Here's the catch: The majority of the salary is deferred until they secure the entire seed round of investing they were looking for (currently they have 1/3rd). Two of the co-founders are no longer there (full-time job and school) but are said to continue "helping out when possible". I'd basically be one of two people working on the product full-time.
Is it fair to ask for a little more equity? I had something in the range of 3-5% in mind before they gave me an offer. Is there a better form of equity to ask for other than ISO? If I leave the company in 2 years, do I keep the stock I own but forfeit the 2 additional years that haven't vested?
First, make sure you read this: Forming a new software startup, how do I allocate ownership fairly? Lots of good stuff in there (and in the comments too).
There's a big question about time and effort. How much has gone into it already? If not that much, then you should get a bigger share.
Is the product live? If it's still in development, pre-launch, then you should get more (perhaps even be considered a founder). It all depends on those pesky little details which only you (and they) know.
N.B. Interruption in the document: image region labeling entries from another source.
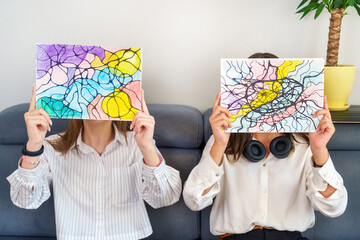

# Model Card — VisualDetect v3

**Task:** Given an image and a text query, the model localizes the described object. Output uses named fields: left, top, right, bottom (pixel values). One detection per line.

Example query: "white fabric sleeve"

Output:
left=306, top=147, right=348, bottom=217
left=183, top=136, right=225, bottom=211
left=138, top=141, right=182, bottom=208
left=6, top=144, right=52, bottom=209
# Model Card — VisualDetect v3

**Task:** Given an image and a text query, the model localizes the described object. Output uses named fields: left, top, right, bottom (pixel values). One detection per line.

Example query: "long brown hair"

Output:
left=225, top=53, right=309, bottom=163
left=48, top=119, right=131, bottom=154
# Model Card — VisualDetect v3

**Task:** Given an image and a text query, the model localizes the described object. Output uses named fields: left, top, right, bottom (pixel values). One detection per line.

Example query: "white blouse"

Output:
left=7, top=126, right=181, bottom=240
left=183, top=136, right=348, bottom=235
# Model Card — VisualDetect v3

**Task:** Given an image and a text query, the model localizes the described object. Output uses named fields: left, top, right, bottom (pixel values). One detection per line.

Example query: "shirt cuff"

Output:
left=143, top=154, right=166, bottom=177
left=313, top=156, right=342, bottom=191
left=18, top=157, right=41, bottom=180
left=196, top=154, right=226, bottom=188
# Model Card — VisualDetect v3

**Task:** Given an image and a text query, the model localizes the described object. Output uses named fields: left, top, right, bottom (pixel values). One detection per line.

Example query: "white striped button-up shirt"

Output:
left=7, top=130, right=181, bottom=240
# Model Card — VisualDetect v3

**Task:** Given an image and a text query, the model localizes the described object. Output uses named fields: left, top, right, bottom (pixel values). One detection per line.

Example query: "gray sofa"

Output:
left=0, top=104, right=360, bottom=240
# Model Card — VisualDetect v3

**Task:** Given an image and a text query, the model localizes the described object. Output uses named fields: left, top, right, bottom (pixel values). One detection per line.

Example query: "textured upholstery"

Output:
left=201, top=109, right=360, bottom=240
left=0, top=104, right=203, bottom=239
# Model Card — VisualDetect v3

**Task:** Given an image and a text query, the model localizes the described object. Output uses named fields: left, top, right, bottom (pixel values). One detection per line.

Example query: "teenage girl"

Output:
left=183, top=54, right=347, bottom=240
left=7, top=86, right=181, bottom=240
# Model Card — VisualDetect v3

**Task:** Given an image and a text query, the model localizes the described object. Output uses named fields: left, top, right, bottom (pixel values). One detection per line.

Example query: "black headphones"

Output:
left=243, top=134, right=293, bottom=162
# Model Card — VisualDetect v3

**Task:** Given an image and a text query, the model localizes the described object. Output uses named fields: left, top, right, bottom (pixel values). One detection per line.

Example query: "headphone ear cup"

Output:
left=270, top=136, right=293, bottom=158
left=243, top=140, right=266, bottom=162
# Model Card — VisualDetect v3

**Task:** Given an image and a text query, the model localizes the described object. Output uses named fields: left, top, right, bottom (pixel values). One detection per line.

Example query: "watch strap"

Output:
left=21, top=144, right=44, bottom=157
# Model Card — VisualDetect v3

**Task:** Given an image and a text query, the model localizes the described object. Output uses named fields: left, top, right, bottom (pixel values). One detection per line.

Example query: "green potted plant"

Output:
left=296, top=0, right=360, bottom=111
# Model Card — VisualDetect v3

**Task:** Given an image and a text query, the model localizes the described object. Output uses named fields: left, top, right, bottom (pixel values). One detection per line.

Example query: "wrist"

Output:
left=311, top=147, right=329, bottom=166
left=213, top=139, right=227, bottom=151
left=26, top=140, right=43, bottom=152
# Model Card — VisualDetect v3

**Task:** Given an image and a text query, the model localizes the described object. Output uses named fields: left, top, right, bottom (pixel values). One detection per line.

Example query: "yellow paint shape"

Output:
left=108, top=48, right=141, bottom=76
left=91, top=50, right=116, bottom=70
left=229, top=60, right=303, bottom=122
left=102, top=88, right=139, bottom=120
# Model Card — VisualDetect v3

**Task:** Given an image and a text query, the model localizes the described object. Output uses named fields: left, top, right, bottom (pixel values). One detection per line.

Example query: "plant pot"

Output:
left=324, top=65, right=356, bottom=111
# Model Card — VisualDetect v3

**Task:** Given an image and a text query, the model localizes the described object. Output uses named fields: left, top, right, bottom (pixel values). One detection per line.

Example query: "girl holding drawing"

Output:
left=183, top=54, right=347, bottom=240
left=7, top=86, right=181, bottom=240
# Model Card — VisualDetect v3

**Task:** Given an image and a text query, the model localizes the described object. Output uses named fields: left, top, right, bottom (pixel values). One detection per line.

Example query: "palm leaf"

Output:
left=314, top=4, right=325, bottom=19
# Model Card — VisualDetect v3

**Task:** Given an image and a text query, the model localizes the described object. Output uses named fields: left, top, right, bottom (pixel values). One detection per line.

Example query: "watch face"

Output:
left=21, top=145, right=44, bottom=157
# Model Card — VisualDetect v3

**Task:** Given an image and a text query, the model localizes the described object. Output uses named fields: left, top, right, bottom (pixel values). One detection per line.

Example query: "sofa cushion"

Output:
left=0, top=103, right=203, bottom=148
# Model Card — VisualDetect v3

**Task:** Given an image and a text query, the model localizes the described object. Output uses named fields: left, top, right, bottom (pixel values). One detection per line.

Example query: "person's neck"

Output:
left=252, top=132, right=285, bottom=156
left=82, top=120, right=115, bottom=155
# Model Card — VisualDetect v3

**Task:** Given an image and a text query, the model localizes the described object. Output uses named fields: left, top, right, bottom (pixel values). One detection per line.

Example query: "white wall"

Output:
left=0, top=0, right=360, bottom=111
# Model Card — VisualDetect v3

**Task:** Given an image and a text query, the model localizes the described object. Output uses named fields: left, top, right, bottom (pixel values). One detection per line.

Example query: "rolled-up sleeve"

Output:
left=183, top=136, right=224, bottom=211
left=6, top=149, right=52, bottom=209
left=306, top=150, right=348, bottom=217
left=141, top=143, right=182, bottom=208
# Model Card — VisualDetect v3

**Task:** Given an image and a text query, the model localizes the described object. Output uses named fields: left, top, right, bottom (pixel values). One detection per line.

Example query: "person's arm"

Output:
left=183, top=136, right=224, bottom=211
left=183, top=92, right=231, bottom=211
left=307, top=97, right=347, bottom=217
left=7, top=86, right=51, bottom=209
left=131, top=92, right=182, bottom=208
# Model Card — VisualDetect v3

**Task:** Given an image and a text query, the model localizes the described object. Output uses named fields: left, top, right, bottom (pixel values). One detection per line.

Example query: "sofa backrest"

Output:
left=0, top=104, right=203, bottom=239
left=201, top=108, right=360, bottom=240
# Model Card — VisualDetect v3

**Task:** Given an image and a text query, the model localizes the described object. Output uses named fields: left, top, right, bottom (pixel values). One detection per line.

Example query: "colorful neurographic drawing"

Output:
left=36, top=44, right=142, bottom=120
left=221, top=59, right=324, bottom=132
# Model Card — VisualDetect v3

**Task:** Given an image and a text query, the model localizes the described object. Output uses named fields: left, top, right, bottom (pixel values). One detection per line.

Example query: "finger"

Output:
left=215, top=120, right=230, bottom=130
left=213, top=91, right=221, bottom=109
left=313, top=109, right=331, bottom=119
left=134, top=121, right=154, bottom=134
left=141, top=89, right=149, bottom=114
left=130, top=112, right=155, bottom=129
left=29, top=108, right=52, bottom=126
left=29, top=84, right=36, bottom=111
left=324, top=95, right=329, bottom=109
left=211, top=106, right=231, bottom=117
left=213, top=119, right=231, bottom=129
left=27, top=117, right=51, bottom=132
left=211, top=114, right=232, bottom=127
left=318, top=121, right=335, bottom=133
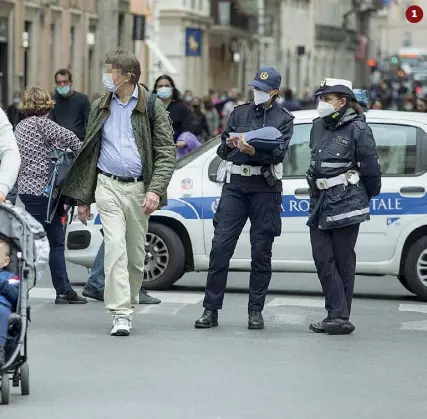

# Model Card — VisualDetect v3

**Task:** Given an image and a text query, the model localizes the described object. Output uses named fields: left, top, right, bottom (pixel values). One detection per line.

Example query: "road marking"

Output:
left=145, top=291, right=205, bottom=304
left=399, top=304, right=427, bottom=314
left=268, top=309, right=308, bottom=325
left=30, top=287, right=56, bottom=300
left=400, top=320, right=427, bottom=331
left=30, top=287, right=204, bottom=305
left=135, top=302, right=192, bottom=316
left=266, top=297, right=325, bottom=308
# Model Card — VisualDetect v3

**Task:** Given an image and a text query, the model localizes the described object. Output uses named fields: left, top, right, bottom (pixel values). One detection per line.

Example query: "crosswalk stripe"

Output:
left=30, top=287, right=204, bottom=305
left=399, top=304, right=427, bottom=314
left=266, top=297, right=325, bottom=308
left=400, top=320, right=427, bottom=331
left=30, top=287, right=56, bottom=300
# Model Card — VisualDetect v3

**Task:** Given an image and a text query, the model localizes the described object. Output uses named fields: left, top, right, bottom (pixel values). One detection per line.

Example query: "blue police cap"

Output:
left=249, top=67, right=282, bottom=92
left=314, top=79, right=356, bottom=100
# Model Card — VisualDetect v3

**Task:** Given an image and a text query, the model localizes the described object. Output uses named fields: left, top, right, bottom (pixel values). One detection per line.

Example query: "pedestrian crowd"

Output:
left=0, top=44, right=381, bottom=348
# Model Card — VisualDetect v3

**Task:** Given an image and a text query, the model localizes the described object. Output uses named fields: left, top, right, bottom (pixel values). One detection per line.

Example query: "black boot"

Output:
left=325, top=318, right=355, bottom=335
left=139, top=288, right=161, bottom=304
left=248, top=311, right=264, bottom=330
left=308, top=317, right=330, bottom=333
left=55, top=290, right=87, bottom=304
left=194, top=309, right=218, bottom=329
left=82, top=284, right=104, bottom=301
left=0, top=345, right=6, bottom=368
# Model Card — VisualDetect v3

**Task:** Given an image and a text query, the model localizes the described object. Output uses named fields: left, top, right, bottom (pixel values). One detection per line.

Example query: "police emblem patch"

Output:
left=211, top=198, right=220, bottom=214
left=181, top=178, right=193, bottom=191
left=333, top=136, right=350, bottom=147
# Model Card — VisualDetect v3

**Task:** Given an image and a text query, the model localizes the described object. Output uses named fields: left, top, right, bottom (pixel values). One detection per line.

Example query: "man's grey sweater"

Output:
left=0, top=109, right=21, bottom=195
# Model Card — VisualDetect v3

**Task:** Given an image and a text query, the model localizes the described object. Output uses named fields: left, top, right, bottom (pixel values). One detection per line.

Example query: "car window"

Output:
left=283, top=123, right=312, bottom=178
left=369, top=123, right=417, bottom=176
left=283, top=123, right=417, bottom=178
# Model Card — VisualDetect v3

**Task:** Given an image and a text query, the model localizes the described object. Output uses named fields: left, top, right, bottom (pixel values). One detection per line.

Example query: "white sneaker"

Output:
left=111, top=317, right=132, bottom=336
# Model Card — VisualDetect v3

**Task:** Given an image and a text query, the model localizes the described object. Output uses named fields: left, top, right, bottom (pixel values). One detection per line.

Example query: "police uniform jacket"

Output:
left=307, top=108, right=381, bottom=229
left=217, top=101, right=294, bottom=192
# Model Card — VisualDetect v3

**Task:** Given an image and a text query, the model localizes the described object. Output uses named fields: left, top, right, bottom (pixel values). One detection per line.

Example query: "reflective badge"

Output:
left=332, top=136, right=351, bottom=147
left=211, top=198, right=220, bottom=214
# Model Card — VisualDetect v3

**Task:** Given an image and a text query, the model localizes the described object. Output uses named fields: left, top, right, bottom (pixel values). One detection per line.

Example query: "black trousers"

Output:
left=19, top=195, right=72, bottom=295
left=203, top=184, right=282, bottom=311
left=310, top=224, right=360, bottom=319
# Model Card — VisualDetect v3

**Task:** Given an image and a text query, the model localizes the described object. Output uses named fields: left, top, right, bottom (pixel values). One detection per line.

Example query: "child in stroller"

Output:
left=0, top=202, right=49, bottom=404
left=0, top=239, right=20, bottom=367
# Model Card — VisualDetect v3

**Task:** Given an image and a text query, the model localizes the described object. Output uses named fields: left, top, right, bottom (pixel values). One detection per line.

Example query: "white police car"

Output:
left=66, top=110, right=427, bottom=299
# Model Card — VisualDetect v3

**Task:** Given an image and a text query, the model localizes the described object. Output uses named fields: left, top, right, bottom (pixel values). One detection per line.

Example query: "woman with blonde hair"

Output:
left=15, top=87, right=87, bottom=304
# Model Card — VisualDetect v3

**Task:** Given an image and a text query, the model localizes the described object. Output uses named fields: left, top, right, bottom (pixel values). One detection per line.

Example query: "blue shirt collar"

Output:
left=113, top=84, right=139, bottom=105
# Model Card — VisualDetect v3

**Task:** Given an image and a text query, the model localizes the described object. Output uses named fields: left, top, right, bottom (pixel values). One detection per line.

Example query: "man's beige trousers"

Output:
left=95, top=174, right=150, bottom=317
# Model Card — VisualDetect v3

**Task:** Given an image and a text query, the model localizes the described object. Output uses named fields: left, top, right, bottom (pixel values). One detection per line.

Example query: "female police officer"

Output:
left=307, top=79, right=381, bottom=335
left=195, top=67, right=294, bottom=329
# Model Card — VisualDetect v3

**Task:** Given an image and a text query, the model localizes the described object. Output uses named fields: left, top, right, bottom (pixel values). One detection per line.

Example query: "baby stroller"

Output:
left=0, top=203, right=49, bottom=404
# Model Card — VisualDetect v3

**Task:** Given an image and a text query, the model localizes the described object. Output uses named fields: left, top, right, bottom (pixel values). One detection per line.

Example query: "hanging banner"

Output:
left=185, top=28, right=203, bottom=57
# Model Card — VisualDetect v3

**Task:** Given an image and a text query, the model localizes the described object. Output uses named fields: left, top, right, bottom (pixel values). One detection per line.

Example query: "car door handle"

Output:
left=294, top=188, right=310, bottom=197
left=400, top=186, right=426, bottom=196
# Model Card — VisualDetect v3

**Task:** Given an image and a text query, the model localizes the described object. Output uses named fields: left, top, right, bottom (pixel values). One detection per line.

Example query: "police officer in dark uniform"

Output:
left=307, top=79, right=381, bottom=335
left=195, top=67, right=294, bottom=329
left=353, top=89, right=369, bottom=113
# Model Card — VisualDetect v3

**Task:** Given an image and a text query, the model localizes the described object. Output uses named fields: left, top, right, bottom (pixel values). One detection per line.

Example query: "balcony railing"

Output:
left=211, top=0, right=257, bottom=34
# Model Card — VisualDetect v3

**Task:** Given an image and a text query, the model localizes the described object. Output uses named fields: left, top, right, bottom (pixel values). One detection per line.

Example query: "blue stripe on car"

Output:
left=95, top=193, right=427, bottom=224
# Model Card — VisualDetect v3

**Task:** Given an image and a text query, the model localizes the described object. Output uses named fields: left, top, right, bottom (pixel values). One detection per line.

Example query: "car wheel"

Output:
left=405, top=237, right=427, bottom=301
left=143, top=223, right=185, bottom=290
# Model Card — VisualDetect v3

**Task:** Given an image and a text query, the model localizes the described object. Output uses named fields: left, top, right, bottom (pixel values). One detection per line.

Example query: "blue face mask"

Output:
left=157, top=86, right=172, bottom=99
left=56, top=86, right=71, bottom=96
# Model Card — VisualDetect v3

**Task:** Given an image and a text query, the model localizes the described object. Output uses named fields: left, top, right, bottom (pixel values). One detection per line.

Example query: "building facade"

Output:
left=0, top=0, right=132, bottom=107
left=262, top=0, right=386, bottom=95
left=140, top=0, right=259, bottom=95
left=376, top=0, right=427, bottom=58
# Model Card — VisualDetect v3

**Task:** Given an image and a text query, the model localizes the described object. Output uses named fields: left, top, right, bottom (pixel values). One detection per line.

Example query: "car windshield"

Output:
left=175, top=135, right=221, bottom=170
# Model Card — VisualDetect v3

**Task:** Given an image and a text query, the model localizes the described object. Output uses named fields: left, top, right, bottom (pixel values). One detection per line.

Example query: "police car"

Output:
left=66, top=110, right=427, bottom=300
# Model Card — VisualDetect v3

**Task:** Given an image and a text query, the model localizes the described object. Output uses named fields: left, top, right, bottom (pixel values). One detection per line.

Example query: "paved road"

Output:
left=0, top=267, right=427, bottom=419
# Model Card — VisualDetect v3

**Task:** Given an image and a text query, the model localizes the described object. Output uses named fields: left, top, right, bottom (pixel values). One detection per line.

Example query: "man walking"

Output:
left=82, top=241, right=161, bottom=304
left=50, top=68, right=90, bottom=141
left=63, top=49, right=176, bottom=336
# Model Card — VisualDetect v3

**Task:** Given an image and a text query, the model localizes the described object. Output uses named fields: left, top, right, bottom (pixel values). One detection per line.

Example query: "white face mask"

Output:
left=317, top=100, right=337, bottom=118
left=102, top=73, right=124, bottom=93
left=157, top=86, right=172, bottom=99
left=254, top=90, right=271, bottom=105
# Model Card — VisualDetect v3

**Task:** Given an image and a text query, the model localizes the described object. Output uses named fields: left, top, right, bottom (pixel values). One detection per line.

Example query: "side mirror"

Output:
left=208, top=172, right=218, bottom=182
left=208, top=156, right=222, bottom=183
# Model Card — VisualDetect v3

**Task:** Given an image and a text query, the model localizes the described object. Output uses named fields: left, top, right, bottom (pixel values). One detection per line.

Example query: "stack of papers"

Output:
left=230, top=127, right=282, bottom=151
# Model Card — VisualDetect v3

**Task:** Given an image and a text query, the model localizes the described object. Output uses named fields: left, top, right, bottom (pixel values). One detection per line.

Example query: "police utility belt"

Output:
left=316, top=170, right=360, bottom=191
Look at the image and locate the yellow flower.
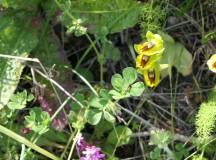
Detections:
[143,64,160,87]
[207,54,216,73]
[136,53,162,71]
[134,31,164,56]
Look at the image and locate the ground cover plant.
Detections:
[0,0,216,160]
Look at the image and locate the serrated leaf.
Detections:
[130,82,145,96]
[122,67,137,85]
[107,126,132,147]
[85,109,103,125]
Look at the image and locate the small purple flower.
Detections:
[77,134,88,151]
[80,146,105,160]
[77,134,105,160]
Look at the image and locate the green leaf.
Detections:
[94,119,113,139]
[76,67,94,82]
[85,109,103,125]
[149,130,171,148]
[103,111,115,123]
[0,12,38,109]
[107,126,132,147]
[7,90,34,110]
[130,82,145,96]
[122,67,137,85]
[25,107,51,135]
[111,74,124,92]
[99,89,112,101]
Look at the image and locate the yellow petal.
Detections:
[136,54,162,71]
[143,64,160,87]
[207,54,216,73]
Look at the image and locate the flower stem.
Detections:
[67,130,80,160]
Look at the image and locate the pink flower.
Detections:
[80,146,105,160]
[77,134,105,160]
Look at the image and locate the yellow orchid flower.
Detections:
[134,31,164,56]
[136,53,162,71]
[143,64,160,87]
[207,54,216,73]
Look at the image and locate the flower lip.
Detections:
[148,70,155,84]
[141,42,156,52]
[143,64,160,87]
[207,54,216,73]
[140,55,150,68]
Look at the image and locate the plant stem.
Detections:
[0,125,60,160]
[60,132,75,160]
[67,130,80,160]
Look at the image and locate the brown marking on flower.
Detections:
[141,55,150,68]
[148,70,155,84]
[142,42,155,52]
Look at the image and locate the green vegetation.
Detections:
[0,0,216,160]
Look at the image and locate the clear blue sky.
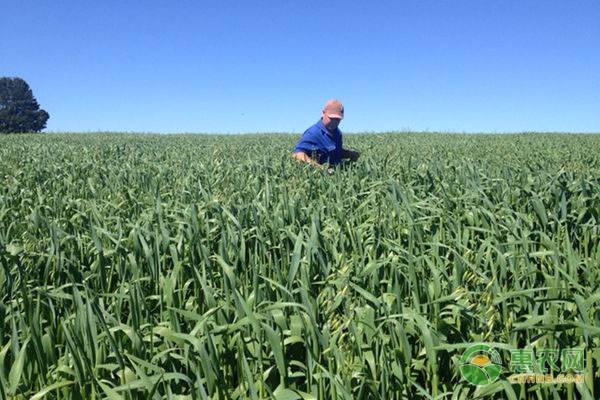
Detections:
[0,0,600,133]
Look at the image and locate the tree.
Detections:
[0,78,50,133]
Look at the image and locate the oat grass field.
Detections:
[0,133,600,400]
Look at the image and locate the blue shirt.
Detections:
[294,120,342,164]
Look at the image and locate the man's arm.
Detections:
[292,151,333,174]
[342,149,360,161]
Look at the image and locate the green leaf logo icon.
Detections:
[460,344,502,385]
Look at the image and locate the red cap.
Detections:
[323,99,344,119]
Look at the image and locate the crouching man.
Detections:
[293,99,359,174]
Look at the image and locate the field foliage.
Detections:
[0,133,600,399]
If they want to defer a big chunk of your salary, then you have to ask what guarantee you'll have of getting it. For example, if they fail to get all their funding, will you get paid? I'm guessing not. So, in that case you have a massive gamble on their efforts. They also gamble on yours (they need you to build something to get the money). At this point, you're looking more and more like a founder. You certainly should get more options if you have no guarantee of getting paid your deferred salary.
As far as the vesting, yes, that's how it works. If you vest over four years (sounds reasonable to me) and you leave after two, then you get what is vested and you lose what is not. Remember, you're getting options, not stock. You're getting the right to purchase at some price, not actual shares in the company. So, you'll keep those options not that stock. The options will expire at some point if you don't exercise them (maybe 10 years or so - check the terms).
Let me add these points:
The two co-founders who aren't working for the company full-time: are their Founder's Shares subject to vesting? If not, then there is a high risk they won't contribute equally to the company's future growth. If so, then if they don't wind up working for the company, their shares should accrue back to the company and accrete to all other stock-holders equally.
It would be a major red-flag for me if the Founder's Equity weren't subject to vesting. I'd insist that it be. This is a critical question that needs answering.
With regard to your deferred compensation, I would ask either -
If you believe in the product and the market and, most importantly, your ability to deliver the product, then it might be a great opportunity, especially if you can resolve these issues.